Alors, chacun, Frida, Hana portent leur regard sur ces ombres indéfinies ; un regard les fige mais même là, elles se meuvent encore et se transforment, sans cesse. Les fixer ne les fige pas. Pourquoi ? Parce qu’elles ne sont pas que des images. Elles sont des histoires. Et chacun y voit les siennes.
Bienvenue dans un monde indéfini. Et lumineux.
Avancer à tâtons, prendre appui sur les murs invisibles, espérer que le brouillard ne tardera pas à se lever ; prier pour que, derrière la vitre, la lumière ne soit pas seulement un pâle réverbère éclairant ses pieds mais bien une flamme éblouissante qui rechargera nos cœurs pâles et vidés. Après tant d’attente. S’approcher plus près pour être sûr. Que l’on ne fera pas fausse route, que l’on ne sera pas déçus. Savoir ou croire. Ou alors, si on ne veut pas être certain, attendre et non plus espérer, attendre et imaginer ce qui se passe derrière. Alors, peut-être, on pourra distinguer, entre apercevoir, ce qui se meut derrière, ce qui nous attend…l’eau coule comme des larmes que rien n’assèche…le soleil sera t-il assez brûlant ? Mais est-ce bien le soleil ? En es-tu sûr ? Alors attendre ? Ou franchir le passage ?
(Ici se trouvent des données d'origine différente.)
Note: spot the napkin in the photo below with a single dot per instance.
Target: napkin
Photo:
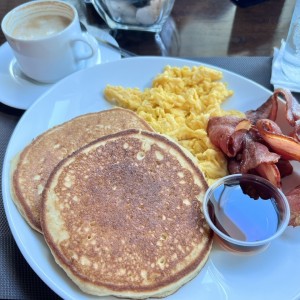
(278, 78)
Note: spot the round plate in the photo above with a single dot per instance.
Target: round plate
(19, 91)
(272, 274)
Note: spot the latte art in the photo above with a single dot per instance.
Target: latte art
(40, 26)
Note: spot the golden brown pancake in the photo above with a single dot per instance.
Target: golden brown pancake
(123, 216)
(32, 167)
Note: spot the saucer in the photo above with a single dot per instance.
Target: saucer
(19, 91)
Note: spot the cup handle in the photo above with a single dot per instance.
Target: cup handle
(87, 40)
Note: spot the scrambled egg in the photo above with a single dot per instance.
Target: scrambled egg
(179, 105)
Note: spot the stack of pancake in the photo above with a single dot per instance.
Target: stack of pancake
(118, 204)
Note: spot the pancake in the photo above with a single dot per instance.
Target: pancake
(123, 216)
(32, 167)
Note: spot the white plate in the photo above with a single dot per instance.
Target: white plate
(17, 90)
(273, 274)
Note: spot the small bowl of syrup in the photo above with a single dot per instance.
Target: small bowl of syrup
(246, 212)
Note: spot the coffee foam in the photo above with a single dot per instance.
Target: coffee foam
(40, 26)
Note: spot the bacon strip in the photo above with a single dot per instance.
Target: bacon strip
(254, 154)
(270, 172)
(293, 197)
(286, 146)
(227, 133)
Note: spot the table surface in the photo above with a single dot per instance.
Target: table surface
(17, 279)
(202, 28)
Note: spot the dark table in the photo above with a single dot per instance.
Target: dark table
(17, 279)
(202, 28)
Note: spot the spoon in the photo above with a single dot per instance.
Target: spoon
(123, 52)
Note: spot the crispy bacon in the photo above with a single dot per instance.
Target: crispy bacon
(287, 147)
(227, 133)
(270, 172)
(293, 197)
(254, 154)
(285, 167)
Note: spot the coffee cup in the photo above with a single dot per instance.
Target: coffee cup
(47, 40)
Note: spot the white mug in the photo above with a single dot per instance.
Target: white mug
(46, 39)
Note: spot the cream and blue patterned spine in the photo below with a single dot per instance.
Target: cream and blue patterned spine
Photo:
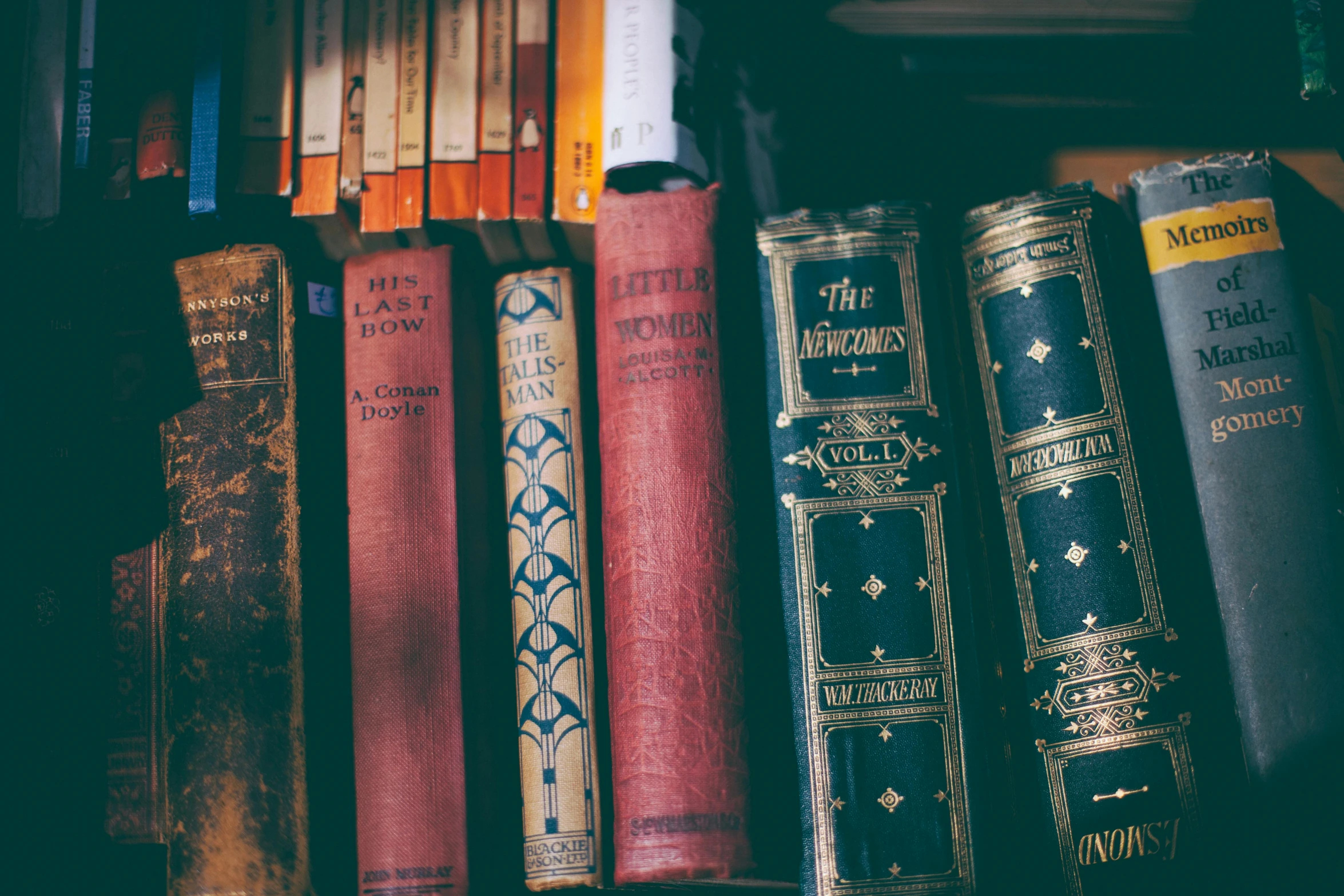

Je ne suis sûre de rien. Juste que je sens qu’il faut suivre les ombres, dit Frida. Peut-être que derrière ce ne sont que des successions de portes embuées qui nous attendent, qu’un épais brouillard qui nous enferme, qu’un mur de l’oubli qui nous absorbe, qu’une répétition infinie de mystères ombrageux… ou peut-être n’est ce qu’un champ dégagé et lumineux qu’il nous suffit d’investir. Y prendre place, y semer ses graines de futur et ses racines de mémoire…y être au présent. Mais le présent, c’est quand ? Demain…car il nous faut décider de franchir le pas…de s’approcher d’abord. Alors, attendre ?
Pourquoi tant de peurs ?
Moi, je crois qu’il faut attendre dit Hana. C’est trop incertain. Je ne peux pas me décider. J’ai mes enfants à protéger. Je ne veux pas que ce soit moi qui décide…les conséquences sont imprévisibles. Maintenant, c’est sombre et triste ici, bien sûr. Mais on peut espérer. Mais cela pourrait être pire ? Non ? Ce n’est pas que la peur, c’est de la prudence. On ne sait pas ce qui se passe derrière. Tu ne perçois pas ces ombres agitées, ces mouvements de colères…il me semble même que j’entends des cris au loin…n’est-ce pas la guerre, là-bas, derrière…et puis tu vois cette lueur intense, qui grandit, n’est-ce pas le feu qui prend, la forêt qui brûle, les arbres qui menacent. Ne pourrait-on pas simplement attendre d’y voir plus clair ? Que la brume de l’indéfini se lève ? Enfin….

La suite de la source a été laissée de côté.